Outro tema de debate é o do impacto ambiental e da sustentabilidade financeira da mineração de cryptos. O Bitcoin, por exemplo, que utiliza o mecanismo de Proof-of-Work, consome uma quantidade significativa de energia elétrica, com estimativas que sugerem que a rede consome anualmente mais energia do que alguns países, como a Argentina ⎯ o que tem também implicações sobre a rentabilidade financeira da sua mineração (estimativas aqui: https://tools.bitbo.io/mining-calculator/). Alternativas tecnológicas de smart contracts e mineração como Proof-of-Stake, entretanto adotado pelo Ethereum, são apresentadas como soluções mais sustentáveis, reduzindo em mais de 99% o consumo energético.

No combate à fraude e especulação, a regulação do setor parece ser uma prioridade para governos e instituições financeiras. No entanto, com a administração Trump, poderá haver um retrocesso nos avanços regulatórios recentes, o que pode gerar incerteza nos mercados. Recorde-se que nos EUA, antes da atual administração, a aprovação de ETFs de Bitcoin representou um passo significativo para a institucionalização das criptomoedas. Já no seio da UE avançou-se com o MiCAR, que estabelece uma estrutura regulatória abrangente, e a moeda digital (centralizada) passou a estar na retórica e lista de prioridades dos seus burocratas ⎯ que têm discutido se as stablecoins podem de facto contribuir para a estabilidade do setor e facilitar a sua integração no sistema financeiro tradicional.

Por tudo isto, as universidades desempenham um papel crucial na compreensão e avaliação crítica dos crypto-ativos segundo perspetivas científicas e agnósticas. A investigação deve centrar-se na avaliação dos crypto-ativos, nas suas várias classes, enquanto instrumento financeiro, mas também na sua sustentabilidade económica, impacto social e capacidade de promover a inclusão financeira.
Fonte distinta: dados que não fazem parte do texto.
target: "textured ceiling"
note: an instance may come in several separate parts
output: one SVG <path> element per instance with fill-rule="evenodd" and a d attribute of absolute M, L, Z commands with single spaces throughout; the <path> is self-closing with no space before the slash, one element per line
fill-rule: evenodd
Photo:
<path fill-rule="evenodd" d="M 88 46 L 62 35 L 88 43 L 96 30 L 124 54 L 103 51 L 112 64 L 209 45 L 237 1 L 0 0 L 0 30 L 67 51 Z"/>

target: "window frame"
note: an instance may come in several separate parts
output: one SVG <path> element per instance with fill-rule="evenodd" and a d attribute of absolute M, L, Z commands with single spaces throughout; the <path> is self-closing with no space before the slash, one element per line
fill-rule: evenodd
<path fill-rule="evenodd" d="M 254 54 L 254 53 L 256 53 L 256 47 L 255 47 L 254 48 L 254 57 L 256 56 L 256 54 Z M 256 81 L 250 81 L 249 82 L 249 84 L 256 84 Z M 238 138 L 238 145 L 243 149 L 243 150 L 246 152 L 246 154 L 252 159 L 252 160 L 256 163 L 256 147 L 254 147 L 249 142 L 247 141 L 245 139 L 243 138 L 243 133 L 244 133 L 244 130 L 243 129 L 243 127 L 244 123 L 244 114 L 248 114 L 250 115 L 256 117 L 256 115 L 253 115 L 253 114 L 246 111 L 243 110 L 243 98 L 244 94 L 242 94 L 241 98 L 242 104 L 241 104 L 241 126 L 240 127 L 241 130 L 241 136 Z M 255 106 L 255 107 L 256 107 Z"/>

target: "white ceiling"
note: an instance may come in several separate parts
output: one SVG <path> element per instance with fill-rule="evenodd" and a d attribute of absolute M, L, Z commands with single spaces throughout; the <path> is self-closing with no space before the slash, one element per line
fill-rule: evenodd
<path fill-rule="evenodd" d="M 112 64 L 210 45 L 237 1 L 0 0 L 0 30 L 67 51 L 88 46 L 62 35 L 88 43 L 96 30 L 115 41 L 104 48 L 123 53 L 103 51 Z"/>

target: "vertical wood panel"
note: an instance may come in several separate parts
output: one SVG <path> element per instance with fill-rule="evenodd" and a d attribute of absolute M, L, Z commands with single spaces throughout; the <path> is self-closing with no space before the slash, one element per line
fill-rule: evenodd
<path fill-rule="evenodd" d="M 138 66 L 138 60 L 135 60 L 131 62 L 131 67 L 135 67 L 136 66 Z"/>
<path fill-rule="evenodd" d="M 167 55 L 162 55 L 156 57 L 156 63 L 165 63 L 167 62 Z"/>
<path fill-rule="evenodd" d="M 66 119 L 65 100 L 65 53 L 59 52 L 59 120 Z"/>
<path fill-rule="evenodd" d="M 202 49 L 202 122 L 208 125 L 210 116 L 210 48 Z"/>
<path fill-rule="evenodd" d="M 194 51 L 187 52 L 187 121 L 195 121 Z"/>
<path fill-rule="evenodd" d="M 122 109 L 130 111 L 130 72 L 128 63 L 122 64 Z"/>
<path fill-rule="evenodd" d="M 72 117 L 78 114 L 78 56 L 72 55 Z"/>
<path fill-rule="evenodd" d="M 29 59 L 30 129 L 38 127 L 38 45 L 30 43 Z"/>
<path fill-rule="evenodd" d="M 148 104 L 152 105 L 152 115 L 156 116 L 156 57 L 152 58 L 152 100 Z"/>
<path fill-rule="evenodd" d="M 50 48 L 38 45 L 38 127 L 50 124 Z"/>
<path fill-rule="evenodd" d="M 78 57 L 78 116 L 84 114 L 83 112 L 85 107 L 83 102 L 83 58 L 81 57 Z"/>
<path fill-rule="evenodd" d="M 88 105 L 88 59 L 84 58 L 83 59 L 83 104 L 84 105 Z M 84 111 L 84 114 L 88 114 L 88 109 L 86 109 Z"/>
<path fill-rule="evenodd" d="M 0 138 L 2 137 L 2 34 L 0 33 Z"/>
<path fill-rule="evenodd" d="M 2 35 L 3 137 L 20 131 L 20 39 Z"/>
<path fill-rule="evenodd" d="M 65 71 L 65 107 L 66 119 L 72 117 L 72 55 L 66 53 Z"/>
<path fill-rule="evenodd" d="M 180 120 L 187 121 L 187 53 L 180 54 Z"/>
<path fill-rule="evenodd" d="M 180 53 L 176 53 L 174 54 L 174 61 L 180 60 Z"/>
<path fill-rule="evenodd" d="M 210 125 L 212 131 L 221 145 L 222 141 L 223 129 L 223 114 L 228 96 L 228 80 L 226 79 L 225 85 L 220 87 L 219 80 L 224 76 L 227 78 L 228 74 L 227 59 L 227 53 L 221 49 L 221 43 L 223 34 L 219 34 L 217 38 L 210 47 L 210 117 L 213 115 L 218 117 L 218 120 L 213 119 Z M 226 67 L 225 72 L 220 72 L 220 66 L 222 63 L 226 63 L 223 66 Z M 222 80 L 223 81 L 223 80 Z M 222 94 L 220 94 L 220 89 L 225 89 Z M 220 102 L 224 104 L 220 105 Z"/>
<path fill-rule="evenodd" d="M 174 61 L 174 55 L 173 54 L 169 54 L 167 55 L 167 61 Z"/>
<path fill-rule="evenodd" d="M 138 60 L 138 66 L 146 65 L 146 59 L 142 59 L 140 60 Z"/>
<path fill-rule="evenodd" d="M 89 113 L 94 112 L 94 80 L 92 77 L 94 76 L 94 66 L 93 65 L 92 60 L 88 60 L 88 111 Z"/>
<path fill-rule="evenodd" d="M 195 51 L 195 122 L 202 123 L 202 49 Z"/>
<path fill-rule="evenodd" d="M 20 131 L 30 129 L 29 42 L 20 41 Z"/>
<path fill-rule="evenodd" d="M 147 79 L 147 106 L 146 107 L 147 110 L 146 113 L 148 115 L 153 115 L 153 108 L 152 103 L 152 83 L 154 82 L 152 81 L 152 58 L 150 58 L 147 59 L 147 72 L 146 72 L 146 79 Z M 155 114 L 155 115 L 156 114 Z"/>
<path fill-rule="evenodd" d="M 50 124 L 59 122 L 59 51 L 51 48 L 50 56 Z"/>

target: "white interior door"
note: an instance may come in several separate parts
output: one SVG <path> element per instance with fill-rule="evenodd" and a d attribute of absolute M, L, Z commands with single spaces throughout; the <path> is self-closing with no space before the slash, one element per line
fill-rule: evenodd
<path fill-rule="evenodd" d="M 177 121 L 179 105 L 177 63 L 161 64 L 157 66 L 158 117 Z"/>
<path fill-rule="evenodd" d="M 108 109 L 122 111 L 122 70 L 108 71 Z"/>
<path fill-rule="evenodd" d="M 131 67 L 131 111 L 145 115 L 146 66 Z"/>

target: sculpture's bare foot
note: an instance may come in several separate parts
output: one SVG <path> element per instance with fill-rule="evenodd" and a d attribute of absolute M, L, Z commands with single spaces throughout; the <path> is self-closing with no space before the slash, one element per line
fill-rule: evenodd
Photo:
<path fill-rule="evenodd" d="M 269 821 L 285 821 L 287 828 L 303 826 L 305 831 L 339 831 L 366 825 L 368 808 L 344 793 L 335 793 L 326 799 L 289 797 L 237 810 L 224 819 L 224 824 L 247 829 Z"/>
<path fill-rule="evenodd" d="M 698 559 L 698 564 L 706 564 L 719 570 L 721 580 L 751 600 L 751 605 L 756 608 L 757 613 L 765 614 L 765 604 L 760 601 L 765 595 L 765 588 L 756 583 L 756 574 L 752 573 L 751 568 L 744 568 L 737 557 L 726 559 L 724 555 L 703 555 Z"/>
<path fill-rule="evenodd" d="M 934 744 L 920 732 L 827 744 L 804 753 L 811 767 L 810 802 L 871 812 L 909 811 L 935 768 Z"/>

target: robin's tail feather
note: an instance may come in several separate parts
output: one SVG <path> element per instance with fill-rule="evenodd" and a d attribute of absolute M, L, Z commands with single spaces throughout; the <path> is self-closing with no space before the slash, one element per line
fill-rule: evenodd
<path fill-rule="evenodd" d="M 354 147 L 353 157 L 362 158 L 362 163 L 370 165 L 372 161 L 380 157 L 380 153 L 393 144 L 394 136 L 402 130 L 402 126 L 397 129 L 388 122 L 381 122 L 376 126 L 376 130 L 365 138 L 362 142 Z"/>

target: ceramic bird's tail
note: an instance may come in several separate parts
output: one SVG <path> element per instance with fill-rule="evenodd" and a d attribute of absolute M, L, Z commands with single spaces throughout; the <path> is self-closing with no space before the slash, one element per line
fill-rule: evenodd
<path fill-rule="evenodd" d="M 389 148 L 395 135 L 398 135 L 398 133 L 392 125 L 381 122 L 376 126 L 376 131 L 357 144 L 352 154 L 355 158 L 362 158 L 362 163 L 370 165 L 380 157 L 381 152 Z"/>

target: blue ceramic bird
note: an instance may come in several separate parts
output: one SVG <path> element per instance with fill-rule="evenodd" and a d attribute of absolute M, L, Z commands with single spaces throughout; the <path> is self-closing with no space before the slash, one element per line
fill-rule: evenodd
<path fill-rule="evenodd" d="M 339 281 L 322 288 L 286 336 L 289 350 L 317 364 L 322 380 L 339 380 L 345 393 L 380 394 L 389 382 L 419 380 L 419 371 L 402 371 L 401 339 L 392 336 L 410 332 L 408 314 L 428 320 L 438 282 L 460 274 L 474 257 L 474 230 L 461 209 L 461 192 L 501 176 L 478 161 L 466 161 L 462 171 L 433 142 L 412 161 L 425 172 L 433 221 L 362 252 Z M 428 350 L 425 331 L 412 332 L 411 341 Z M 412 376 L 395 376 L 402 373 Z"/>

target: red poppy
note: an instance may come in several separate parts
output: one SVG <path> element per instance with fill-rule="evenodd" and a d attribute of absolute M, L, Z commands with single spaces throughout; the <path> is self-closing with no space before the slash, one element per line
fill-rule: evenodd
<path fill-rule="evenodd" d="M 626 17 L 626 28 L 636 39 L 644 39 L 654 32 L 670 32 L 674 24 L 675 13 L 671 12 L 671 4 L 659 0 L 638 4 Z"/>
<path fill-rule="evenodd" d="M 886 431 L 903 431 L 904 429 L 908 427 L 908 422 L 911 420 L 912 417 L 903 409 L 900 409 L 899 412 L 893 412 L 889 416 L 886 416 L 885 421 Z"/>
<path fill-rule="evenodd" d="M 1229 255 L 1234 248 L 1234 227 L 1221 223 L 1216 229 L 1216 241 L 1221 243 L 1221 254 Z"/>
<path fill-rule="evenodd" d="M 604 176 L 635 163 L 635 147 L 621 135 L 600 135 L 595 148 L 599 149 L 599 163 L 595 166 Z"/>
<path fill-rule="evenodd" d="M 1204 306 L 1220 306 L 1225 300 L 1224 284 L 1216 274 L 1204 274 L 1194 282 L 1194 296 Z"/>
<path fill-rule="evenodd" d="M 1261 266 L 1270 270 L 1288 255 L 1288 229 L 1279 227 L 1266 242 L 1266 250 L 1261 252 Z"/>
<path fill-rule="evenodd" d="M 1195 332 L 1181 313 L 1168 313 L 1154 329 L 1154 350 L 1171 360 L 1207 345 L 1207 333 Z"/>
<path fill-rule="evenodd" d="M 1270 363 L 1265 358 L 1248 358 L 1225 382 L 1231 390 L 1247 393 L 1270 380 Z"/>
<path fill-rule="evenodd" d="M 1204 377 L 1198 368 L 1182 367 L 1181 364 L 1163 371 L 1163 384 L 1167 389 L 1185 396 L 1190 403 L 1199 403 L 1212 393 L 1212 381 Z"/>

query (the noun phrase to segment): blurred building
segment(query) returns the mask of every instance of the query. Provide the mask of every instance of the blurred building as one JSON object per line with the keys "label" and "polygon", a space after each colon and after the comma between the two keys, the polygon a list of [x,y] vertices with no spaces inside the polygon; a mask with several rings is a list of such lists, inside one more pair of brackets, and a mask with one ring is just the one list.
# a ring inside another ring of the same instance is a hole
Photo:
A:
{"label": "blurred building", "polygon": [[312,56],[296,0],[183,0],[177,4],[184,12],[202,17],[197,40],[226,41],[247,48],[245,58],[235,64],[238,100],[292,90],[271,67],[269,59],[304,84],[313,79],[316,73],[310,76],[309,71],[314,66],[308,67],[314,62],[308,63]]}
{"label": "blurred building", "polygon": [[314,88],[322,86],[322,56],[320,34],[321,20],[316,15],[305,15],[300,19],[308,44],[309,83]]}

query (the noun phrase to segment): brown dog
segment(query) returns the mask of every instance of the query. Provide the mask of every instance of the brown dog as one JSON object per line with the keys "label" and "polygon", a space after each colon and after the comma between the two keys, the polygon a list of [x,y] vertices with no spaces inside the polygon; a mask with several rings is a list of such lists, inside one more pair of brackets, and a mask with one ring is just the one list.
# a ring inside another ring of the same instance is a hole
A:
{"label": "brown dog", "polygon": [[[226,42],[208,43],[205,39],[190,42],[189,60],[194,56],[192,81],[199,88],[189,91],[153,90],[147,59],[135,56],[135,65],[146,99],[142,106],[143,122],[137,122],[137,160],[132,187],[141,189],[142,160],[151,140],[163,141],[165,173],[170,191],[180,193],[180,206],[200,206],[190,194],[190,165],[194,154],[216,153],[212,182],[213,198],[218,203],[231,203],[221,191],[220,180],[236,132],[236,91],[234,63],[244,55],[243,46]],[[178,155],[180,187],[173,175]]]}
Acresce que, do ponto de vista económico, importa perceber se o caminho que tem vindo a ser feito pelas autoridades monetárias no campo da moeda digital garante resposta às preocupações das economias que têm adotado a Bitcoin e afins como parte da sua política monetária, soberana e nacional, sem que isso comprometa a capacidade de gerir convenientemente a política monetária, cambial e creditícia como instrumento ao serviço de equilíbrio entre (e das) economias e das suas populações.

“A academia deve envolver-se ativamente no debate sobre os crypto-ativos para garantir que a discussão seja orientada por rigor científico.”

Se os crypto-ativos representam uma revolução duradoura ou uma bolha especulativa continua a ser um debate em aberto (e demasiadas vezes apaixonado), mas o seu impacto no mundo financeiro é já inegável e certamente continuará a moldar os mercados globais na próxima década. Neste contexto, a academia tem um papel fundamental a desempenhar. A sua ausência neste debate deixaria um vazio que seria inevitavelmente preenchido por outros atores, cujas agendas podem nem sempre estar alinhadas com a transparência, a estabilidade financeira ou o interesse público. Um envolvimento mais ativo da investigação académica permitirá enriquecer a discussão com perspetivas rigorosas e independentes, ajudando a equilibrar o discurso e a informar decisões políticas.